NEW YORK — The Hershey Co.’s business is resilient through all types of social and economic backdrops, according to a March 18 report from Credit Suisse U.S., New York.
“Management agrees with our view that demand for Hershey products during Easter will remain high during the COVID-19 crisis,” Credit Suisse research analysts Robert Moskow, Ariel Altaras and Jacob Nivasch said. “We also expect the increase in impulse purchase occasions at grocery stores to offset declines in alternative channels. For context, Hershey’s organic sales grew 4.7% per year during the last recessionary period of 2008 to 2010.”

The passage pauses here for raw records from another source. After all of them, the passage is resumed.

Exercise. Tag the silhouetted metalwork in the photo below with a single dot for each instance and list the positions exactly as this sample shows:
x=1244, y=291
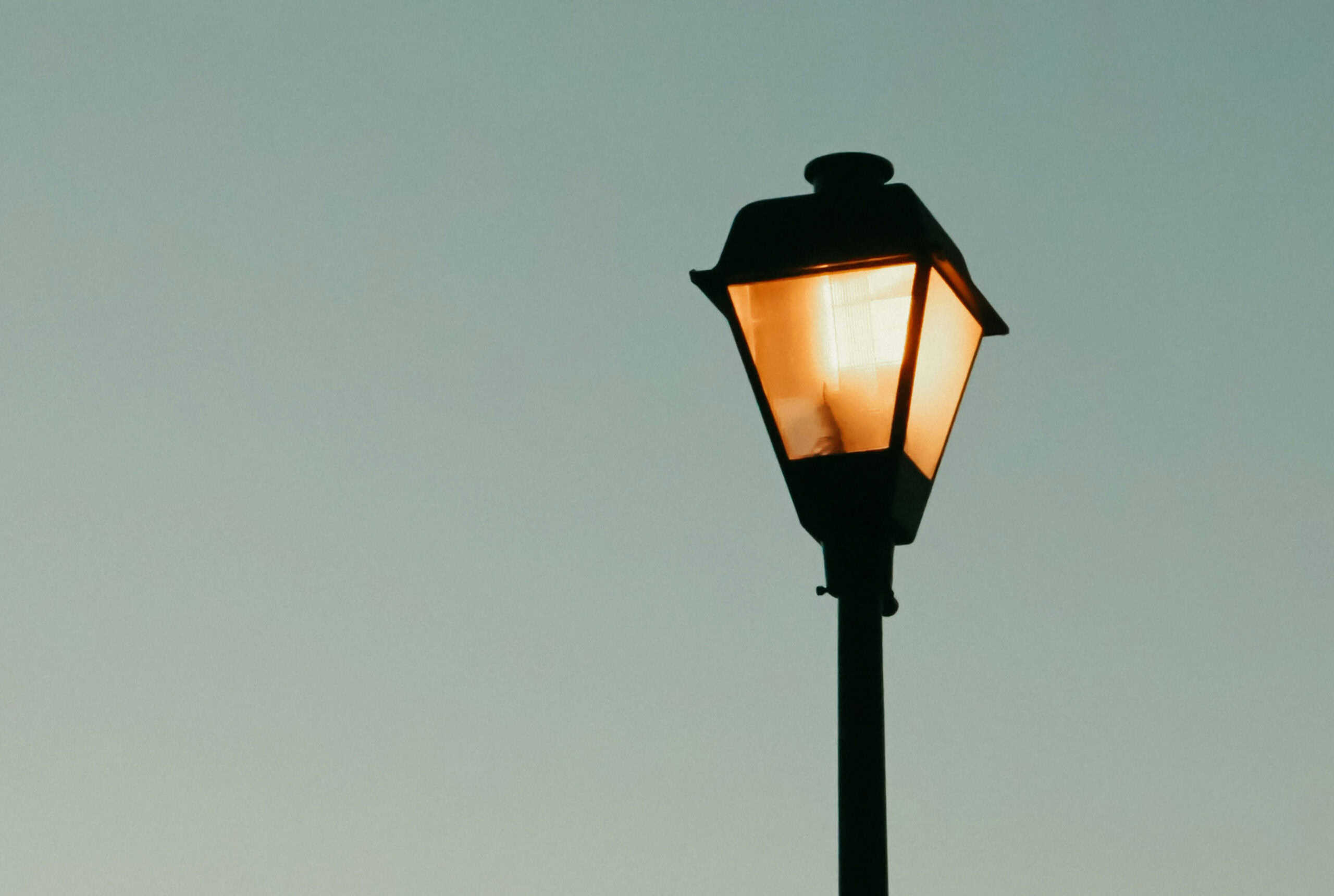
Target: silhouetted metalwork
x=849, y=307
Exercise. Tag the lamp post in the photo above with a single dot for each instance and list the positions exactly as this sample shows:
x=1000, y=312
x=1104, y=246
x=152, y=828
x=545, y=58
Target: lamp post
x=857, y=322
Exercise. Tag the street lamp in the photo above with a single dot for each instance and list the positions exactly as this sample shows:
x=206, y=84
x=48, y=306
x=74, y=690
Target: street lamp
x=858, y=323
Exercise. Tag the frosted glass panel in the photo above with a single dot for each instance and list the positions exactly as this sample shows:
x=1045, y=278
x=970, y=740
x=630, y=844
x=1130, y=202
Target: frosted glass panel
x=950, y=338
x=827, y=350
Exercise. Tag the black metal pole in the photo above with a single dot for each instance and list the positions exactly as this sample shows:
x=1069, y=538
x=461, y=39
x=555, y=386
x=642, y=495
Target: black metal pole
x=862, y=861
x=859, y=573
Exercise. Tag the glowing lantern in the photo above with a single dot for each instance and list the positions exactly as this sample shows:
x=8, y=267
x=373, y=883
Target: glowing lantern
x=858, y=323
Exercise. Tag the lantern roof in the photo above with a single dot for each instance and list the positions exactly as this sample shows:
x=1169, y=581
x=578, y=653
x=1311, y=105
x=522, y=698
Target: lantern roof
x=853, y=219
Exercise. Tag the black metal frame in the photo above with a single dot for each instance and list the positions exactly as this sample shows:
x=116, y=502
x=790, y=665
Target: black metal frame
x=863, y=497
x=858, y=506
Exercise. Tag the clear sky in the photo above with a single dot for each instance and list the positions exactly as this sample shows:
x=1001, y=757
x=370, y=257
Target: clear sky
x=385, y=511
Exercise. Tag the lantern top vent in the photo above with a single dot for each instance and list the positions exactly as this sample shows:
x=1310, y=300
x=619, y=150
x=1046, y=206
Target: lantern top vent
x=845, y=171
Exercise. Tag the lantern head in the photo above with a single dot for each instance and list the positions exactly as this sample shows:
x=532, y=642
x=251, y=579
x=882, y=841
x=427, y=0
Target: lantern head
x=858, y=323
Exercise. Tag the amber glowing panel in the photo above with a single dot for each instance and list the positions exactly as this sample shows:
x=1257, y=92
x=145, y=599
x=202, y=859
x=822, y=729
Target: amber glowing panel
x=827, y=350
x=950, y=338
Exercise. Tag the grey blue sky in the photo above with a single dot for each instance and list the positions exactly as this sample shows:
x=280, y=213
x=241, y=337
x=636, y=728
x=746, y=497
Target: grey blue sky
x=385, y=511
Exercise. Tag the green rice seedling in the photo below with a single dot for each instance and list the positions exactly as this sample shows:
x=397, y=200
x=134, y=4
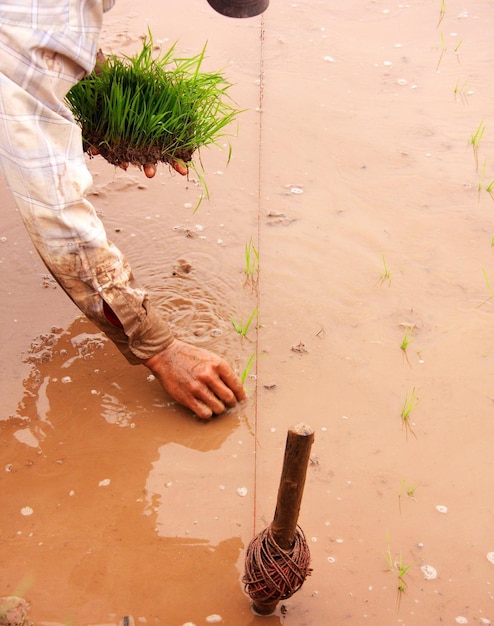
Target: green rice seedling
x=457, y=50
x=400, y=569
x=409, y=491
x=142, y=110
x=409, y=405
x=443, y=51
x=251, y=259
x=490, y=189
x=442, y=12
x=475, y=140
x=405, y=342
x=248, y=367
x=386, y=274
x=240, y=327
x=488, y=285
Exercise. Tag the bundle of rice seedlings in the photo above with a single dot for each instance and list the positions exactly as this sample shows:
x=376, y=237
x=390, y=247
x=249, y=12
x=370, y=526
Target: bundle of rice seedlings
x=141, y=110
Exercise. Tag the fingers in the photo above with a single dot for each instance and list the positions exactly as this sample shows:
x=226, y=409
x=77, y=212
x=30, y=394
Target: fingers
x=232, y=383
x=197, y=378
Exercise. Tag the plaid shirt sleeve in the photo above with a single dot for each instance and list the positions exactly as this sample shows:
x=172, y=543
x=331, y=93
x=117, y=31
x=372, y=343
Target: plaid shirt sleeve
x=43, y=53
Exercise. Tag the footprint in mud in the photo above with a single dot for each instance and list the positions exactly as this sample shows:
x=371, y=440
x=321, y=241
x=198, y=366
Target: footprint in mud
x=182, y=268
x=13, y=612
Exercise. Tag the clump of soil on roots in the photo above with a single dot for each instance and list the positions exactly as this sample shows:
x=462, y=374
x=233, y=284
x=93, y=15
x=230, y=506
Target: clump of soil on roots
x=143, y=110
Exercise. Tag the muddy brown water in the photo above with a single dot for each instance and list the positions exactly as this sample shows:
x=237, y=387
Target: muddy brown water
x=353, y=172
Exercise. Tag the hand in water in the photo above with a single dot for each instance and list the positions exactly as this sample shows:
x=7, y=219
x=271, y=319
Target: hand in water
x=200, y=380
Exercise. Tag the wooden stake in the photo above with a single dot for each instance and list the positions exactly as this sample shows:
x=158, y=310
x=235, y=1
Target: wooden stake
x=284, y=525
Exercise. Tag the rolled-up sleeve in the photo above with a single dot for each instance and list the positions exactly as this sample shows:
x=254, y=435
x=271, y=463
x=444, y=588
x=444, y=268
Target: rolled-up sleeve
x=41, y=57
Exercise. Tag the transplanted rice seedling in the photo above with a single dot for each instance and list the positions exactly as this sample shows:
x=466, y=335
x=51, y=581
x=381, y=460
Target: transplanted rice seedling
x=400, y=569
x=405, y=342
x=141, y=110
x=240, y=327
x=247, y=368
x=461, y=91
x=442, y=12
x=475, y=140
x=490, y=189
x=251, y=259
x=386, y=274
x=410, y=403
x=443, y=51
x=409, y=491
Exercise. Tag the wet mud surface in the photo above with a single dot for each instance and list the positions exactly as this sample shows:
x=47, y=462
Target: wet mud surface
x=358, y=174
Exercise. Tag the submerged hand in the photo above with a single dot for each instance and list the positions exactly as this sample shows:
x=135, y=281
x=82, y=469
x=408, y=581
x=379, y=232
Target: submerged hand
x=200, y=380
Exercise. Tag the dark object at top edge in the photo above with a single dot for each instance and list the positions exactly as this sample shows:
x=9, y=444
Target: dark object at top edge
x=239, y=8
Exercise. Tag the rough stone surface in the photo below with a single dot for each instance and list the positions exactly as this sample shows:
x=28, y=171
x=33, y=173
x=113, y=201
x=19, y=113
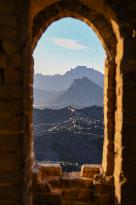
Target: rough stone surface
x=21, y=25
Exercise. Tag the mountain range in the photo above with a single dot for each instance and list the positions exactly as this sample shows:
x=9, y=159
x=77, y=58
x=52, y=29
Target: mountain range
x=80, y=87
x=55, y=82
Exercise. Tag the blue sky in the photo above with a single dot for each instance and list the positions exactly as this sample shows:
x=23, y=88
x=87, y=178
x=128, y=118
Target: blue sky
x=68, y=43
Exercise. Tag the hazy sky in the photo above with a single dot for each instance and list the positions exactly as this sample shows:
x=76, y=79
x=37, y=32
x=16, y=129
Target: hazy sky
x=66, y=44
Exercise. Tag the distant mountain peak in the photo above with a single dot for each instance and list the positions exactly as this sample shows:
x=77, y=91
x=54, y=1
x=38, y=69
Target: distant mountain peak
x=56, y=82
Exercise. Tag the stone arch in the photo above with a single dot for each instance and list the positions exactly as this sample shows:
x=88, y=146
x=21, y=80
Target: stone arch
x=107, y=37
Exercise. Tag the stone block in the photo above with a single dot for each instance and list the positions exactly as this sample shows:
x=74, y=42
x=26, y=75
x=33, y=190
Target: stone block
x=78, y=194
x=50, y=170
x=76, y=182
x=89, y=170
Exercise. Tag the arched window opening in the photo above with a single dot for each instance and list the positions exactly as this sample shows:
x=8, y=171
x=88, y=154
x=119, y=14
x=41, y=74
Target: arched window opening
x=68, y=95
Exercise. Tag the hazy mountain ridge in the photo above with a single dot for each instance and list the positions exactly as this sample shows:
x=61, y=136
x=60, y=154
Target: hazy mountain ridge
x=82, y=92
x=55, y=82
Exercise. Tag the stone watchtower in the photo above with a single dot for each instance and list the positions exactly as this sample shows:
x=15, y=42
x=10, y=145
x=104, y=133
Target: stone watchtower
x=22, y=23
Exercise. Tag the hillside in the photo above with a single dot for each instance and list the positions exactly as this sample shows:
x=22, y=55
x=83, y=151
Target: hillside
x=83, y=92
x=69, y=136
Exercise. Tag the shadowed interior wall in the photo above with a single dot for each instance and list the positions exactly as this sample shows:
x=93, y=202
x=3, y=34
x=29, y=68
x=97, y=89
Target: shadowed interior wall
x=22, y=23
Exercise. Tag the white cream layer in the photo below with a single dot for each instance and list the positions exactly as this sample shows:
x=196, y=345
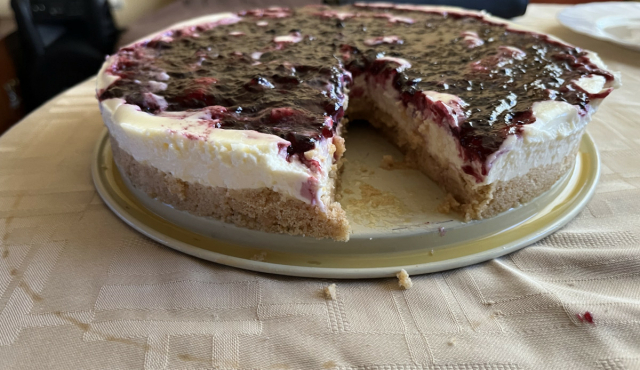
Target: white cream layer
x=239, y=159
x=187, y=148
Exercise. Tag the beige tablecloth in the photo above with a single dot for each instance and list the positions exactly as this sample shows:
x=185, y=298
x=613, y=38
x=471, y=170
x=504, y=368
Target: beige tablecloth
x=80, y=289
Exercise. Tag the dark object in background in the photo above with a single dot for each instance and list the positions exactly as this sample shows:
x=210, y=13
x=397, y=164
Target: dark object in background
x=62, y=42
x=500, y=8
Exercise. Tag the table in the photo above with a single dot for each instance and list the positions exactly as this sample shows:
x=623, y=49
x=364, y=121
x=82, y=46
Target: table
x=80, y=289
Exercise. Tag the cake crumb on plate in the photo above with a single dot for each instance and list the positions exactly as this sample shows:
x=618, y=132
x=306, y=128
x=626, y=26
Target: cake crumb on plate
x=404, y=281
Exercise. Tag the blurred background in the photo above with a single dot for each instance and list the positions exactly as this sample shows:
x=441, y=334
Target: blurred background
x=47, y=46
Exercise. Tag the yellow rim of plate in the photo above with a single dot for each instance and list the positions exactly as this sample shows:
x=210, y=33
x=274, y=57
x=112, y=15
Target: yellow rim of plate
x=572, y=199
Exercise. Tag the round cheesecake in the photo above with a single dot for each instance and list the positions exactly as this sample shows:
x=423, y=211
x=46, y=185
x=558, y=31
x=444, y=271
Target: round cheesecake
x=241, y=116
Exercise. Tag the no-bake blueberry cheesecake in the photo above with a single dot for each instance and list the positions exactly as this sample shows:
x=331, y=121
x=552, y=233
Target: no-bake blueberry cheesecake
x=241, y=116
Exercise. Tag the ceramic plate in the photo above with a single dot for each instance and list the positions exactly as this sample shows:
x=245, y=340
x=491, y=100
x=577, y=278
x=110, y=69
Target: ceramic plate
x=392, y=213
x=618, y=22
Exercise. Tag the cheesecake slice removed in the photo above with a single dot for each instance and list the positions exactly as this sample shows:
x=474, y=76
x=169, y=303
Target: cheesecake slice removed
x=240, y=117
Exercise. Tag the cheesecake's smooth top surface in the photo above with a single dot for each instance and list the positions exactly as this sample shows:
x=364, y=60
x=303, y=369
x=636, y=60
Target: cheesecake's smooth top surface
x=254, y=99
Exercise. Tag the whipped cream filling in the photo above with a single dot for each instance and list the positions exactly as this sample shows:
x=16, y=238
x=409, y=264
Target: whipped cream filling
x=553, y=136
x=185, y=146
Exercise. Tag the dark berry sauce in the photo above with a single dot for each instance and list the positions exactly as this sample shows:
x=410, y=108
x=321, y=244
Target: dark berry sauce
x=286, y=72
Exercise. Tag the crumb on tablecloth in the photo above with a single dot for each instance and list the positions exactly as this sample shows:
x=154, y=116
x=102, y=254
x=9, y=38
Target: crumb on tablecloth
x=330, y=292
x=404, y=281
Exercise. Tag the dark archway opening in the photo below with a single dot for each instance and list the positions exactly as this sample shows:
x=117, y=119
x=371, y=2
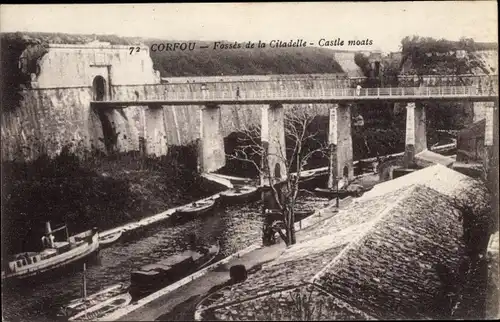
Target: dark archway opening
x=99, y=88
x=110, y=136
x=277, y=171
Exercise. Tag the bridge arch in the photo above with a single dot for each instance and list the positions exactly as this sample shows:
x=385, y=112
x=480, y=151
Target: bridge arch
x=345, y=171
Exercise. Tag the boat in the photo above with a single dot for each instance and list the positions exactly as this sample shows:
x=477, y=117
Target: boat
x=299, y=214
x=339, y=190
x=153, y=277
x=87, y=302
x=56, y=254
x=104, y=308
x=195, y=208
x=239, y=194
x=105, y=241
x=331, y=193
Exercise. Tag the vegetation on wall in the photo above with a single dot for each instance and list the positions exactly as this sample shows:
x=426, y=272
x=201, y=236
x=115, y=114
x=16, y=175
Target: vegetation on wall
x=102, y=191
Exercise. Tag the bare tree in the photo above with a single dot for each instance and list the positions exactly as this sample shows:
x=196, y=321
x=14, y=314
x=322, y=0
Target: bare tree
x=303, y=135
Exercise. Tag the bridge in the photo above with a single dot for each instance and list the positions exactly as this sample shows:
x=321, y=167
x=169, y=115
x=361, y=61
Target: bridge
x=336, y=95
x=272, y=98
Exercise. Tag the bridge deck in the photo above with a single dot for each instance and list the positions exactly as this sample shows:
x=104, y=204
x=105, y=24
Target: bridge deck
x=339, y=95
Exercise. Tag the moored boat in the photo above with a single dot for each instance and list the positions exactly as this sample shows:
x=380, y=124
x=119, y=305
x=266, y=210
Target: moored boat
x=105, y=241
x=153, y=277
x=239, y=194
x=331, y=193
x=56, y=254
x=299, y=214
x=85, y=303
x=100, y=310
x=195, y=208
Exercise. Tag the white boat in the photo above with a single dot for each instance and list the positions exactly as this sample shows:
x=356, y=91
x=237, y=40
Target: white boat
x=56, y=254
x=79, y=305
x=104, y=308
x=197, y=207
x=239, y=194
x=107, y=240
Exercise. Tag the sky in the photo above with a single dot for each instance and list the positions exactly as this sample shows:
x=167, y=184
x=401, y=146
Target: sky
x=385, y=23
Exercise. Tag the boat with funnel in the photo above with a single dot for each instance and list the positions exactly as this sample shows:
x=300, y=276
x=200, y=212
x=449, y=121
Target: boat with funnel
x=56, y=254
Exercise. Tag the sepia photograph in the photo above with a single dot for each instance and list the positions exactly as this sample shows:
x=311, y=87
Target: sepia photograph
x=249, y=161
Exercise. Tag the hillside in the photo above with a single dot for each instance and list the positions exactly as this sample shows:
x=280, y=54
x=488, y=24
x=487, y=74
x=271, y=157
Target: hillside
x=197, y=62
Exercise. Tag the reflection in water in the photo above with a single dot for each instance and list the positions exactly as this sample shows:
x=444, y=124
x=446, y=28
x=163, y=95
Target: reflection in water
x=236, y=227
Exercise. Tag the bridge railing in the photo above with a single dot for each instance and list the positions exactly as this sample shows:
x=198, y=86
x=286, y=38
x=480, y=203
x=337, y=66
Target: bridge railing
x=451, y=91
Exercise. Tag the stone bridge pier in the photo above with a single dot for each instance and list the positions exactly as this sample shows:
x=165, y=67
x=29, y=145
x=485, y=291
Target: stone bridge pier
x=416, y=136
x=340, y=143
x=273, y=141
x=211, y=150
x=490, y=135
x=155, y=133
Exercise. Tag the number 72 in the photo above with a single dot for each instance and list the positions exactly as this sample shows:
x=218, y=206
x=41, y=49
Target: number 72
x=137, y=49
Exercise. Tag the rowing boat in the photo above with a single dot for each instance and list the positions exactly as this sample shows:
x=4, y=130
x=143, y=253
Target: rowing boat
x=107, y=240
x=85, y=303
x=153, y=277
x=104, y=308
x=239, y=194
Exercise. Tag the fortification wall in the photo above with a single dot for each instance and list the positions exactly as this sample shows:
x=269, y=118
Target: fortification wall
x=50, y=118
x=77, y=65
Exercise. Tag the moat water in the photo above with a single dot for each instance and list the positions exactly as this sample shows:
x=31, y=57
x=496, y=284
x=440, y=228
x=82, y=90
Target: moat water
x=236, y=227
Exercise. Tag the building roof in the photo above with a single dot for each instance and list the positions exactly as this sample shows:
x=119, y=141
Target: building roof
x=374, y=259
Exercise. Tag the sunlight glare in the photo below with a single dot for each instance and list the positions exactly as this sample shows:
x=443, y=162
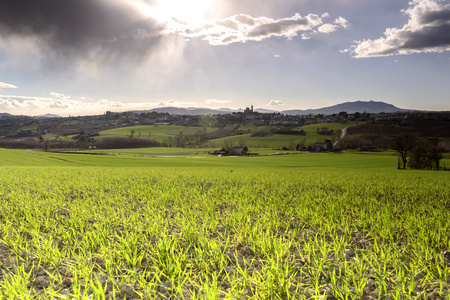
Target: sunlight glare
x=191, y=12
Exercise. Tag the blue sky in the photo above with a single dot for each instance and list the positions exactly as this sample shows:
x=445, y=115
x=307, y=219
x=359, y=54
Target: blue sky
x=88, y=56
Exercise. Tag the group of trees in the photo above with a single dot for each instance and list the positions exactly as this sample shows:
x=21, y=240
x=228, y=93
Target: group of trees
x=417, y=153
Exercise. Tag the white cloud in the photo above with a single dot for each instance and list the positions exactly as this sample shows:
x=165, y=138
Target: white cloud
x=64, y=106
x=275, y=103
x=341, y=22
x=59, y=96
x=427, y=31
x=4, y=85
x=173, y=102
x=327, y=28
x=242, y=28
x=216, y=101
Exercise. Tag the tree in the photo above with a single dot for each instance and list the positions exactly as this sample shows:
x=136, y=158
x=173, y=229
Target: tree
x=403, y=145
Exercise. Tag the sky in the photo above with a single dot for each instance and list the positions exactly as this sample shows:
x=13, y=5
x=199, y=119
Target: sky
x=85, y=57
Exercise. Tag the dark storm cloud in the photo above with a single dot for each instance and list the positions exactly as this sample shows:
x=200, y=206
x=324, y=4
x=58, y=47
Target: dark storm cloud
x=80, y=28
x=428, y=30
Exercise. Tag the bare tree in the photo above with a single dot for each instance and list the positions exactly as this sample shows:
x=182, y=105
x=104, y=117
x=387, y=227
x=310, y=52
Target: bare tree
x=403, y=145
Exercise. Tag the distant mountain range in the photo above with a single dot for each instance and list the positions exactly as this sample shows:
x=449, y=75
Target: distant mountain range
x=49, y=116
x=372, y=107
x=349, y=107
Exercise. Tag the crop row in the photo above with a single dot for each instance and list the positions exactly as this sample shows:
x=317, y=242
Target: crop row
x=105, y=233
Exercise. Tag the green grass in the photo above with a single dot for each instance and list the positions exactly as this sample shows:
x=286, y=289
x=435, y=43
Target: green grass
x=155, y=132
x=277, y=140
x=297, y=226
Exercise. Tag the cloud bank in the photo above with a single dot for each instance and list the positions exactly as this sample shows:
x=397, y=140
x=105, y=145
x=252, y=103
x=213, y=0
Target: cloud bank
x=242, y=28
x=64, y=32
x=4, y=85
x=427, y=30
x=275, y=103
x=64, y=105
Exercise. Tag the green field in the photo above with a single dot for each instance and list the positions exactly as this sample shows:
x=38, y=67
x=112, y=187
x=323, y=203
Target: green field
x=155, y=132
x=277, y=141
x=298, y=226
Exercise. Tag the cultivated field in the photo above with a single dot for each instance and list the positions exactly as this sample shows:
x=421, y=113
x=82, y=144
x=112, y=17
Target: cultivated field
x=304, y=226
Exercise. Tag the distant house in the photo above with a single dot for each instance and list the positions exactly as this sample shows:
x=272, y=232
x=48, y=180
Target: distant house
x=233, y=151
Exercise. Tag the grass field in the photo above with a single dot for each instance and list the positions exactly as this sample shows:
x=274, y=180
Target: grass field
x=155, y=132
x=278, y=140
x=300, y=226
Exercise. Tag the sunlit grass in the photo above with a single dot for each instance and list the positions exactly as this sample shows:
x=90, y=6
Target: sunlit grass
x=284, y=227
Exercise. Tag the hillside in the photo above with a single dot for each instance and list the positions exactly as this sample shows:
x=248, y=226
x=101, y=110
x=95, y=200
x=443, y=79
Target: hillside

Investments in capacity, media development, late-stage customization and ERP systems to improve its flexibility and visibility have strengthened the Hershey, Pa.-based company’s competitive advantages, the report said.
Hershey’s in-house media capabilities allow the company to adjust to changes in market dynamics, according to Credit Suisse. Hershey quickly changed its advertising content for Reese’s when the NCAA canceled the March Madness tournament due to the coronavirus outbreak.
Hershey has a strong balance sheet with a debt/EBITDA ration of 2.1x. Its price target is $160, compared to the average sell-side price target of $149.11, according to Credit Suisse. The company said it expects Hershey will announce a price increase in 2020 for the third year in a row.
Some risks Hershey faces are a slowdown in consumer demand in the confectionery category due to health and wellness concerns, business disruption or weaker impulse purchase occasions during the spread of COVID-19 and cocoa-growing nations raising prices, the report said.